Son réalisme est bien sûr assez schématique : pas d’obsession du détail minutieux, pas de couleurs délicates, un éclairage expressionniste dans les œuvres les plus marquantes, un camaïeu de gris assez réduit pour les autres. Mais il sait à merveille être témoin, d’une façon troublante, et par là même nous rendre témoins : on assiste de loin à la rencontre de Marie et Syméon, petits personnages au pied d’une immense colonne. La scène est presque banale, elle devient émouvante par la simplicité voulue de la “prise de vue” : nous sommes sur le parvis, c’est presque d’un œil négligent que nous observons, un instant, cette femme qui présente un bébé au vieillard monotone. Comme dans ses toiles de la série Miséricorde, la lumière émane des personnages : un blanc éclatant réunit Syméon, l’enfant et sa mère. Il se joue là quelque chose que l’artiste a saisi sur le vif.
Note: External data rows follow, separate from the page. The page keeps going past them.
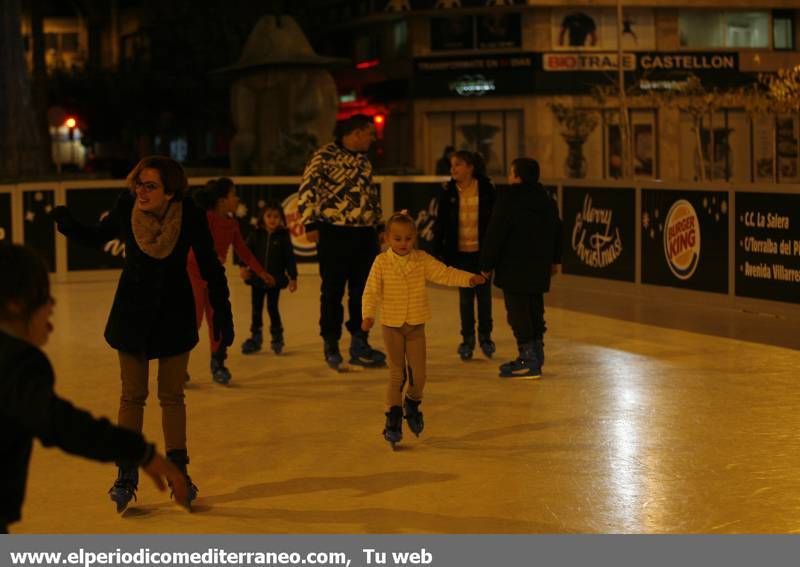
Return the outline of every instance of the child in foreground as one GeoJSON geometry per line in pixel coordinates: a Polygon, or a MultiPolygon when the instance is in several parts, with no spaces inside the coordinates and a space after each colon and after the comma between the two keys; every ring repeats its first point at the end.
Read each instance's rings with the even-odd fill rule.
{"type": "Polygon", "coordinates": [[[40,350],[55,303],[44,262],[28,248],[2,245],[0,271],[0,533],[20,519],[34,437],[87,459],[141,467],[160,490],[166,479],[186,505],[183,473],[141,433],[95,419],[53,391],[53,367],[40,350]]]}
{"type": "Polygon", "coordinates": [[[431,318],[425,283],[474,287],[486,280],[448,267],[426,252],[414,249],[417,227],[406,213],[392,215],[386,224],[386,235],[389,249],[375,258],[362,296],[362,329],[369,331],[375,324],[380,303],[389,359],[383,436],[394,449],[403,438],[401,403],[411,431],[419,436],[424,427],[419,405],[426,378],[425,322],[431,318]]]}

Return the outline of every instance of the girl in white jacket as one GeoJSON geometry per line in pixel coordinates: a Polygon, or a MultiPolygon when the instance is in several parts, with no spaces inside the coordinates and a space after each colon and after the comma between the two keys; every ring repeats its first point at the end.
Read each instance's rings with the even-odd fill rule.
{"type": "Polygon", "coordinates": [[[425,388],[425,322],[431,317],[425,283],[474,287],[483,276],[448,267],[416,250],[417,228],[406,213],[395,213],[386,224],[389,249],[372,264],[361,300],[362,329],[375,324],[381,304],[383,340],[389,358],[384,438],[394,448],[403,438],[403,408],[408,427],[419,436],[424,427],[419,404],[425,388]],[[405,400],[403,389],[406,387],[405,400]]]}

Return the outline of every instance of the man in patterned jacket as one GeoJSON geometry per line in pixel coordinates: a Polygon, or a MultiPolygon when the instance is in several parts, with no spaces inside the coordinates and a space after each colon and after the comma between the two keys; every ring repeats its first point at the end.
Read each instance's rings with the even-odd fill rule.
{"type": "Polygon", "coordinates": [[[339,339],[344,322],[344,288],[348,288],[347,330],[352,335],[350,363],[369,367],[386,364],[386,355],[373,349],[361,330],[361,295],[372,262],[379,252],[381,205],[372,185],[367,151],[375,141],[372,119],[351,116],[337,125],[336,141],[311,157],[303,173],[298,212],[306,236],[317,243],[320,297],[320,335],[325,361],[339,369],[339,339]]]}

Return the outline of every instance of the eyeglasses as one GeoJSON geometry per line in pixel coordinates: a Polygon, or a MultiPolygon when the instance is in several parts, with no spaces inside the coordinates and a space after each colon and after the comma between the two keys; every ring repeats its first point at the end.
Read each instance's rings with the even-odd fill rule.
{"type": "Polygon", "coordinates": [[[142,182],[140,179],[137,179],[133,182],[133,188],[138,189],[139,187],[144,187],[144,190],[148,193],[152,193],[158,189],[163,188],[163,185],[159,185],[158,183],[153,183],[152,181],[142,182]]]}

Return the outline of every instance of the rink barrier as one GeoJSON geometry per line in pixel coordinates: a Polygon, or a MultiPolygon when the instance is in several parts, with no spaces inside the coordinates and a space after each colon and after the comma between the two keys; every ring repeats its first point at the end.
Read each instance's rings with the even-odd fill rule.
{"type": "MultiPolygon", "coordinates": [[[[203,185],[209,177],[193,177],[203,185]]],[[[302,272],[313,272],[313,245],[296,218],[297,177],[233,177],[244,228],[261,201],[286,211],[302,272]],[[309,263],[311,262],[311,263],[309,263]]],[[[406,209],[428,248],[446,178],[379,176],[384,216],[406,209]]],[[[800,185],[723,182],[544,180],[564,220],[559,285],[653,301],[717,305],[784,317],[800,313],[800,185]],[[741,206],[737,207],[737,201],[741,206]]],[[[502,186],[498,182],[498,186],[502,186]]],[[[97,221],[124,189],[123,180],[0,185],[0,241],[40,251],[56,281],[110,279],[122,265],[120,243],[87,250],[54,230],[47,212],[68,205],[97,221]]]]}

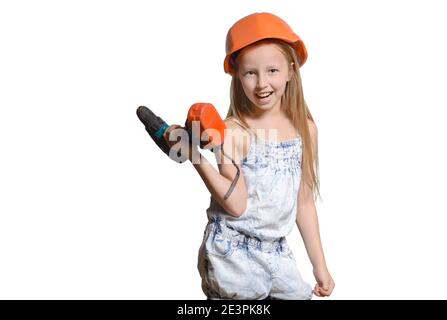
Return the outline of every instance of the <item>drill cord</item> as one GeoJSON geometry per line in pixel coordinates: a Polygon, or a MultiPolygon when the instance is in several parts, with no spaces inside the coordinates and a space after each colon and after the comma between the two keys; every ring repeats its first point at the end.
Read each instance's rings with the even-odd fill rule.
{"type": "Polygon", "coordinates": [[[236,163],[234,162],[234,160],[225,154],[225,152],[223,151],[222,146],[221,146],[220,150],[222,151],[222,154],[223,154],[227,159],[230,159],[230,160],[231,160],[231,162],[233,163],[233,165],[236,167],[236,171],[237,171],[237,172],[236,172],[236,176],[235,176],[234,179],[233,179],[233,182],[231,182],[230,188],[228,189],[227,193],[226,193],[225,196],[224,196],[224,200],[227,200],[228,197],[230,196],[230,194],[233,192],[234,187],[236,187],[236,183],[237,183],[237,181],[239,180],[240,170],[239,170],[239,167],[238,167],[238,166],[236,165],[236,163]]]}

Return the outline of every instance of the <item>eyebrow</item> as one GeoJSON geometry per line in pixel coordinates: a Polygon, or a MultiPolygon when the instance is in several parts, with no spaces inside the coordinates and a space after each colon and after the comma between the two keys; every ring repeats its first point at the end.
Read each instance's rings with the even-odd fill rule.
{"type": "MultiPolygon", "coordinates": [[[[270,68],[279,68],[279,64],[275,65],[275,64],[270,64],[266,67],[266,69],[270,69],[270,68]]],[[[248,66],[248,67],[242,67],[242,69],[244,70],[250,70],[250,69],[255,69],[252,66],[248,66]]]]}

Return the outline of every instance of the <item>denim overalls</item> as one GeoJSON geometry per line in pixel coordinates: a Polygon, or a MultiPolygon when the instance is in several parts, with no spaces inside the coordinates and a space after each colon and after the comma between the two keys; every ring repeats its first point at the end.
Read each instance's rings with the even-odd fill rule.
{"type": "MultiPolygon", "coordinates": [[[[240,124],[240,123],[239,123],[240,124]]],[[[301,179],[301,137],[270,141],[250,132],[241,161],[248,199],[239,217],[211,197],[199,250],[202,289],[209,299],[311,299],[286,243],[295,225],[301,179]]]]}

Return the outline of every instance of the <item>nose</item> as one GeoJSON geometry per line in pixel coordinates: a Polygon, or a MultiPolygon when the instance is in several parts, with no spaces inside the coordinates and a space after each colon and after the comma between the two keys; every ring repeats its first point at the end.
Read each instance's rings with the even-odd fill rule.
{"type": "Polygon", "coordinates": [[[265,85],[266,85],[265,76],[263,74],[259,74],[258,83],[257,83],[258,89],[263,89],[265,87],[265,85]]]}

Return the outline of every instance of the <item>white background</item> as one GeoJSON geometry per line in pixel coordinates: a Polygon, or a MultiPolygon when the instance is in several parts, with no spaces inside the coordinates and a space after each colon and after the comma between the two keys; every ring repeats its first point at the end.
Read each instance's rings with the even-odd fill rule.
{"type": "MultiPolygon", "coordinates": [[[[205,299],[209,193],[136,116],[225,117],[225,36],[253,12],[303,39],[330,299],[445,299],[443,1],[2,1],[0,298],[205,299]]],[[[203,154],[214,160],[211,153],[203,154]]],[[[289,237],[314,285],[296,229],[289,237]]]]}

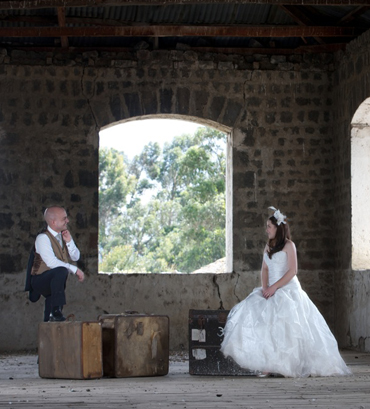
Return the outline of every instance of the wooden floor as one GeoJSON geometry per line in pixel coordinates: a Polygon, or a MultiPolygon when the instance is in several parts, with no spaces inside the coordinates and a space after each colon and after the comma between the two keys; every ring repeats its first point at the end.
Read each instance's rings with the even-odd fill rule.
{"type": "Polygon", "coordinates": [[[186,359],[175,355],[164,377],[89,381],[41,379],[36,355],[0,355],[0,407],[370,409],[370,354],[342,355],[353,376],[191,376],[186,359]]]}

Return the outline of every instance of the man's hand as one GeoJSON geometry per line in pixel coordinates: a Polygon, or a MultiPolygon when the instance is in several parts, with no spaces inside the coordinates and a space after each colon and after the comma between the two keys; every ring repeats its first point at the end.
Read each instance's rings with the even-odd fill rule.
{"type": "Polygon", "coordinates": [[[77,276],[78,281],[79,281],[80,283],[82,283],[82,281],[85,279],[85,274],[84,274],[84,272],[83,272],[82,270],[80,270],[79,268],[78,268],[77,271],[76,271],[76,276],[77,276]]]}
{"type": "MultiPolygon", "coordinates": [[[[63,240],[66,243],[69,243],[72,240],[72,236],[71,233],[68,230],[63,230],[62,231],[62,236],[63,236],[63,240]]],[[[81,270],[80,270],[81,271],[81,270]]]]}

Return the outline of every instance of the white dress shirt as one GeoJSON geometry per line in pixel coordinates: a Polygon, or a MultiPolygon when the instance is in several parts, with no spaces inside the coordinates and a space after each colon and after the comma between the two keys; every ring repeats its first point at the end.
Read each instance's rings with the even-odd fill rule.
{"type": "MultiPolygon", "coordinates": [[[[58,232],[54,231],[48,226],[48,231],[56,237],[58,232]]],[[[66,244],[68,248],[68,253],[69,257],[73,261],[77,261],[80,258],[80,250],[77,248],[75,242],[73,239],[69,243],[64,243],[66,244]]],[[[56,268],[56,267],[66,267],[71,273],[76,274],[77,272],[77,266],[74,266],[73,264],[65,263],[64,261],[59,260],[53,251],[53,248],[51,246],[51,242],[49,237],[45,233],[41,233],[36,237],[36,253],[40,254],[42,260],[44,263],[50,268],[56,268]]]]}

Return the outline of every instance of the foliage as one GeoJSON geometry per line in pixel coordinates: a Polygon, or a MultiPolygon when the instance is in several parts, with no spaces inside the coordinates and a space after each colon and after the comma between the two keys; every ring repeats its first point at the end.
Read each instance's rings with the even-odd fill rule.
{"type": "Polygon", "coordinates": [[[198,128],[132,161],[100,151],[100,271],[191,272],[224,257],[225,138],[198,128]]]}
{"type": "Polygon", "coordinates": [[[135,178],[127,172],[125,158],[115,149],[99,151],[99,244],[104,246],[108,226],[120,214],[135,178]]]}

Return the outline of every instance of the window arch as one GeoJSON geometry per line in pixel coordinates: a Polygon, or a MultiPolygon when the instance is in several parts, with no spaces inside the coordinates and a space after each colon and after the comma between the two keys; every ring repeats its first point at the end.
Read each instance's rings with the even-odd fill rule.
{"type": "MultiPolygon", "coordinates": [[[[226,271],[225,272],[232,272],[233,271],[233,257],[232,257],[232,138],[231,138],[231,129],[217,124],[213,121],[204,120],[201,118],[194,118],[194,117],[187,117],[187,116],[179,116],[179,115],[150,115],[145,117],[137,117],[137,118],[130,118],[128,120],[122,120],[116,123],[111,123],[108,126],[101,129],[101,131],[115,127],[118,124],[124,124],[127,122],[134,122],[139,120],[140,122],[146,122],[145,120],[148,119],[178,119],[182,121],[192,122],[194,125],[204,125],[216,129],[218,131],[223,132],[227,136],[226,141],[226,191],[225,191],[225,207],[226,207],[226,214],[225,214],[225,221],[226,221],[226,246],[225,246],[225,253],[226,253],[226,271]]],[[[170,121],[168,121],[170,122],[170,121]]],[[[181,130],[180,130],[181,133],[181,130]]]]}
On sent que François-Xavier de Boissoudy retranscrit les images qui naissent quand il lit les Évangiles : il est dans la scène, il nous y amène. Le point de vue est systématiquement frontal ou latéral : on est parfaitement en face ou perpendiculaire, spectateurs privilégiés, parfois tout près. Nous sommes dans la rue qui débouche sur la maison de Marie quand l’ange toque à sa porte, passant regardant un ange sans ailes (de ces anges bonhommes qui parcourent tranquillement toute la Bible) – et cette Annonciation sans fracas ni dorures dégage une telle impression de simplicité, de limpidité, d’évidence qu’elle emporte l’adhésion. Nous sommes aussi juste de l’autre côté de l’âne quand Marie accouche, met bas, en fait, accroupie et observant le nouveau-né qui apparaît entre ses jambes – et là encore l’émotion est vive à proportion que la scène est débarrassée de l’appareil pittoresque, l’émotion est intense à proportion que Marie est normale. Le cadrage caravagesque (nous observons entre les pattes de l’âne) nous met au ras du sol, là où Dieu tient à être.

Visages de la Vierge

Ne rien marquer de l’extraordinaire est le plus sûr moyen que Boissoudy a de nous stupéfier. Tous les lieux communs retrouvent une virginité. Ces passages si connus, ces scènes si codées, ces moments si attendus sont à nouveau révélés. On en est même parfois décontenancé. Si Marie assise, regardant avec un amour teinté de respect et de surprise son nourrisson qu’elle tient face à elle, illustre avec bonheur « Quant à Marie, elle conservait avec soin toutes ces choses, les méditant en son cœur. » (Luc 2, 19), d’autres scènes (un Magnificat, une sainte famille) sont convenues, sans force ; justes sans doute, mais juste tièdes.

Ces moments sont rares et la plupart des grandes œuvres (la galerie expose aussi de petites toiles qui sont plus des recherches, des mises en place) ont cette qualité unique de vision qui interpelle depuis deux ans les spectateurs, cette capacité à nous projeter. Cette Marie seule, debout, plongée dans sa prière, laisse respectueux et méditatif. Elle étend les bras, accepte plus qu’elle n’implore. Peut-être est-ce l’ange en face d’elle ; ou peut-être est-ce Marie jeune fille, Stabat Puella, vierge consacrée, immaculée conception, parlant avec le dieu invisible mais évidemment présent ; ou peut-être sommes-nous entre l’annonciation et la nativité. Nous sommes en tout cas en sa présence.

« Marie, la vie d’une femme », à la galerie Guillaume, 32 rue de Penthièvre, 75008, Paris, jusqu’au 3 juin 2017.